La infraestructura ferroviaria que unirá Santos con Chancay redefine la logística regional y fortalece la presencia china en el comercio exterior sudamericano
Redacción Globalports
Mientras Estados Unidos endurece su política comercial con nuevos aranceles y barreras proteccionistas, China avanza silenciosamente en una estrategia de largo plazo que reconfigura la matriz logística y comercial de Sudamérica.
En el centro de esta apuesta se encuentra un ambicioso proyecto de conexión terrestre: una línea ferroviaria que partiría del puerto brasileño de Santos, atravesaría Bolivia y llegaría al recientemente inaugurado megapuerto de Chancay, en la costa peruana del Pacífico.
El proyecto cuenta con el respaldo de actores estatales chinos como el Ministerio de Transporte y el Grupo de Ferrocarriles de China, y se presenta como una alternativa al histórico tránsito de mercancías por el Canal de Panamá.
La propuesta no solo busca reducir tiempos y costos, sino establecer un corredor terrestre directo entre el Atlántico y el Pacífico controlado e impulsado por intereses chinos.
La construcción del megapuerto de Chancay, a 80 kilómetros de Lima, por parte de COSCO Shipping –con una inversión estimada en 3.400 millones de dólares– es la piedra angular de esta estrategia. Con capacidad para recibir buques de gran calado y operaciones automatizadas, este puerto está preparado para convertirse en una terminal de enlace directo con Asia, y en especial con los puertos del sur de China.

Una nueva lógica logística
Este proyecto plantea una transformación en la lógica logística sudamericana. Si hasta ahora los países del centro del continente dependían de corredores internos para exportar por el Atlántico o el Pacífico, esta nueva conexión ferroviaria ofrecería un flujo continuo de cargas, desde los productos agrícolas y minerales brasileños hasta los bienes industriales bolivianos, con salida hacia Asia sin pasar por Estados Unidos ni por sus terminales portuarias.
Además, permitiría descongestionar y diversificar rutas, aumentando la competitividad de las exportaciones sudamericanas y mejorando el acceso a insumos industriales provenientes de Asia, en un contexto de creciente tensión global por los costos logísticos y el acceso a mercados.
Un juego geopolítico
La apuesta china por esta infraestructura no es neutral. En medio de una escalada arancelaria por parte de Estados Unidos –que amenaza con afectar fuertemente el comercio pesquero y agroexportador, especialmente en América Latina–, China redobla su presencia en el continente a través de proyectos estratégicos. Ya no se trata solo de comprar materias primas: el gigante asiático construye rutas, puertos y conexiones que aseguran su acceso a recursos y mercados, sin depender de terceros.

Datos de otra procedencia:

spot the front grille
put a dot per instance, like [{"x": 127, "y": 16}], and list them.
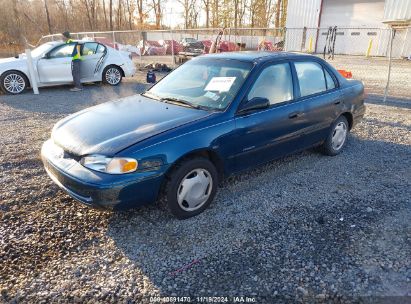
[{"x": 69, "y": 155}]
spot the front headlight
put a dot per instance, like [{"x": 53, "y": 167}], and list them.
[{"x": 112, "y": 165}]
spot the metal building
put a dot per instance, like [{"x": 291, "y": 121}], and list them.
[{"x": 358, "y": 22}]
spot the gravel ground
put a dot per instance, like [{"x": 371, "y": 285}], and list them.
[{"x": 303, "y": 228}]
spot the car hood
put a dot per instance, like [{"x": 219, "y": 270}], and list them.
[
  {"x": 12, "y": 60},
  {"x": 113, "y": 126}
]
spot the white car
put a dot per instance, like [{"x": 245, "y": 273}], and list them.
[{"x": 52, "y": 66}]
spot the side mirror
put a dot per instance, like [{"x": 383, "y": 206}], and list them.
[{"x": 255, "y": 104}]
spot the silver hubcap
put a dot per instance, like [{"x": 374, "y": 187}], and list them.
[
  {"x": 14, "y": 83},
  {"x": 194, "y": 189},
  {"x": 113, "y": 76},
  {"x": 339, "y": 135}
]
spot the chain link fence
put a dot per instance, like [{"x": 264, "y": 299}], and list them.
[{"x": 365, "y": 52}]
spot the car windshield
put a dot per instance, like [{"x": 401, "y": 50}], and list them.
[
  {"x": 203, "y": 82},
  {"x": 40, "y": 50}
]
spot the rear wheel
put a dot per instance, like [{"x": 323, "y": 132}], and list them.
[
  {"x": 112, "y": 75},
  {"x": 13, "y": 82},
  {"x": 337, "y": 138},
  {"x": 191, "y": 187}
]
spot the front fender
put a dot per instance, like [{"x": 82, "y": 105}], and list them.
[{"x": 216, "y": 138}]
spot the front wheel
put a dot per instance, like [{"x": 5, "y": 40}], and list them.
[
  {"x": 337, "y": 138},
  {"x": 112, "y": 75},
  {"x": 191, "y": 187},
  {"x": 13, "y": 82}
]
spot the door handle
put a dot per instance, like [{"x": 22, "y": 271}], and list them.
[{"x": 294, "y": 115}]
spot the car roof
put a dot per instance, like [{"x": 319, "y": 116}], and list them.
[{"x": 258, "y": 56}]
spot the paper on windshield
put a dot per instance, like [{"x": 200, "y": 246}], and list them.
[{"x": 221, "y": 84}]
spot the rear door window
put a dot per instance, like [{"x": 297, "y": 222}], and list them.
[
  {"x": 89, "y": 48},
  {"x": 65, "y": 50},
  {"x": 310, "y": 77},
  {"x": 330, "y": 80}
]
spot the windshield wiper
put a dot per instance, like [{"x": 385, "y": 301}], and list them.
[
  {"x": 150, "y": 95},
  {"x": 180, "y": 101}
]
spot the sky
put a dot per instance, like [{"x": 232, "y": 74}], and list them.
[{"x": 173, "y": 14}]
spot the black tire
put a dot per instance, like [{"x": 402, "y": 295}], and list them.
[
  {"x": 328, "y": 148},
  {"x": 174, "y": 184},
  {"x": 112, "y": 69},
  {"x": 22, "y": 79}
]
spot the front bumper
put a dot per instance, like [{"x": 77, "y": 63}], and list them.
[
  {"x": 129, "y": 69},
  {"x": 97, "y": 189}
]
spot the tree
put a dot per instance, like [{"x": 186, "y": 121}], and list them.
[{"x": 207, "y": 11}]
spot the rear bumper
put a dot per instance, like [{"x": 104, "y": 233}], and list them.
[
  {"x": 97, "y": 189},
  {"x": 358, "y": 114},
  {"x": 129, "y": 69}
]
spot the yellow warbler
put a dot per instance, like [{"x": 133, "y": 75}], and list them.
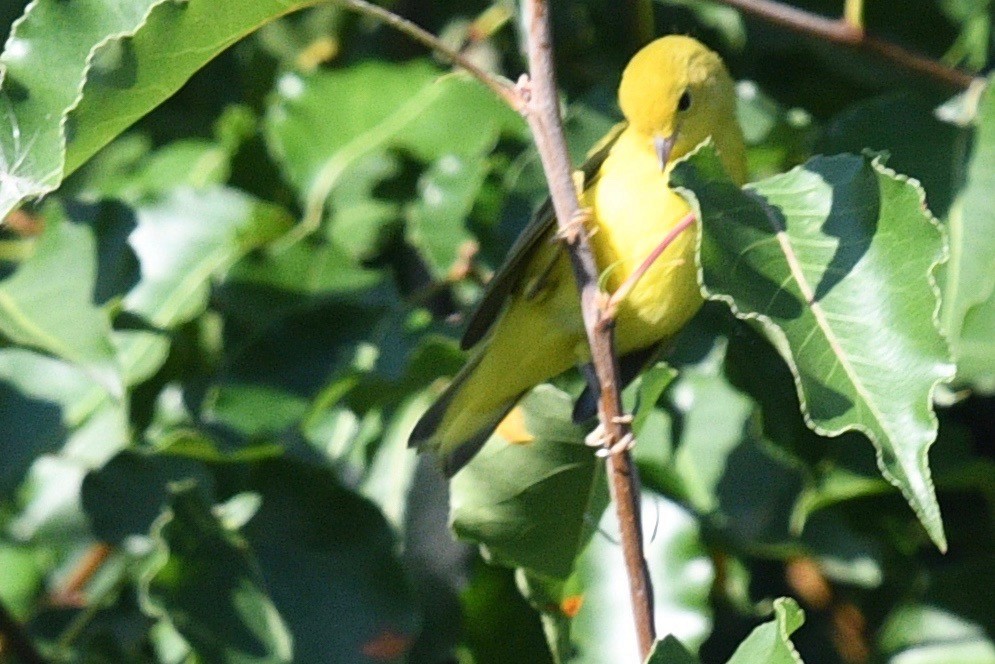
[{"x": 674, "y": 94}]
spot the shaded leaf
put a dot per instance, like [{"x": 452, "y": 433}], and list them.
[
  {"x": 834, "y": 260},
  {"x": 210, "y": 587},
  {"x": 969, "y": 278},
  {"x": 588, "y": 616},
  {"x": 771, "y": 643},
  {"x": 920, "y": 634},
  {"x": 502, "y": 498},
  {"x": 120, "y": 61},
  {"x": 188, "y": 238},
  {"x": 326, "y": 552}
]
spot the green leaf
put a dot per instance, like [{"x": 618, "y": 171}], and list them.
[
  {"x": 669, "y": 650},
  {"x": 47, "y": 405},
  {"x": 969, "y": 276},
  {"x": 58, "y": 315},
  {"x": 90, "y": 83},
  {"x": 835, "y": 260},
  {"x": 209, "y": 587},
  {"x": 185, "y": 240},
  {"x": 326, "y": 127},
  {"x": 126, "y": 495},
  {"x": 328, "y": 557},
  {"x": 502, "y": 498},
  {"x": 921, "y": 146},
  {"x": 588, "y": 616},
  {"x": 770, "y": 643},
  {"x": 920, "y": 634}
]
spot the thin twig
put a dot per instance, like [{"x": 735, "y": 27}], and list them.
[
  {"x": 501, "y": 86},
  {"x": 537, "y": 101},
  {"x": 853, "y": 13},
  {"x": 14, "y": 638},
  {"x": 841, "y": 31},
  {"x": 543, "y": 115}
]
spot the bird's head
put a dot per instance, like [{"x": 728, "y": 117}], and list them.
[{"x": 673, "y": 92}]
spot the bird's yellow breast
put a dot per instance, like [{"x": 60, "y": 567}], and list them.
[{"x": 634, "y": 209}]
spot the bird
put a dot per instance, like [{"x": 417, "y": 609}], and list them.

Desde una mirada geopolítica, esta conexión ferroviaria consolida la llamada “ruta de la seda latinoamericana”: una red de infraestructuras pensadas para facilitar el comercio con China sin intermediaciones. La articulación entre el tren transcontinental y el puerto de Chancay constituye un eje logístico con gran impacto en la soberanía comercial regional.
Desafíos y oportunidades para la región
El proyecto presenta desafíos: desde la coordinación interestatal entre Brasil, Bolivia y Perú, hasta la sostenibilidad social y ambiental del trazado ferroviario. Sin embargo, también abre una oportunidad para repensar el rol de Sudamérica en el comercio global.
Si la región logra definir políticas que acompañen este desarrollo con visión propia –incorporando a sus industrias, protegiendo sus economías y promoviendo valor agregado– podrá beneficiarse de esta red sin quedar subordinada a los intereses de potencias externas.
En tiempos de tensiones geopolíticas crecientes y guerras comerciales abiertas, Sudamérica podría transformarse en un nodo logístico estratégico. La clave estará en cómo se inserte en estas nuevas rutas y qué reglas de juego imponga para su desarrollo.